I’m in Colorado Springs with my swim team: SwimMac TeamElite. It’s a beautiful city in the US but don’t let the tranquility fool you. This is home to the United States Olympic Committee and their Olympic Training Centre. It should be the kind of place you come to sit by the fire, sip on hot chocolate and dive into a good book but nestled high in the Rocky Mountains, it is the place for altitude training and this means getting your butt kicked.
My entire body is aching, I can’t lift my arms, my head is spinning, my chest is heaving and my legs won’t move. That was only day 1 of camp. How on earth we lasted 10 days I don’t know! The first week of camp was brutal, a constant fight with against fatigue and the ongoing two-and-fro mental games with myself… you can do it… no you can’t…you’re only half way up the stairs… thats okay… not if you’re already out of breath… keep pushing… dig deep… now do it all over again.

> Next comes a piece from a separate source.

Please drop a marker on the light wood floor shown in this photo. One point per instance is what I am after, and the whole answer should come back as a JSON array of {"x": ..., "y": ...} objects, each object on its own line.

I’m an athlete which means most of the beautiful places I travel will always have memories pain or success, never failure. We like to get over failure quickly so we can pour our energy into our next goal. The goal here was just to survive.
What exactly is altitude training?
- There is not as much oxygen at altitude as there is at sea level and oxygen is important fuel for the muscles.
- When there are reduced oxygen levels, more red blood cells are produced from the bone marrow. Red blood cells are responsible for carrying this oxygen (fuel) to your muscles.
- When you come back down to sea level the combination of the increase in red blood cells from the altitude, plus the larger amount of available oxygen at a lower altitude, increases fuel to the body. This is what increases the athlete’s performance.
Basically your body struggles with the initial adjustment in altitude and has to acclimate. This is horrible. As the red blood cells build up and carry more fuel, you begin to acclimatize. This is still horrible because your coaches know this so they increase training. There are different opinions about how long the benefits of altitude training last when the athlete returns to lower altitudes but the body does feel good. How good? I will know in the next couple of days as we’re off to compete at the Arena Pro Swim Series in Minneapolis from 12 to 14 November.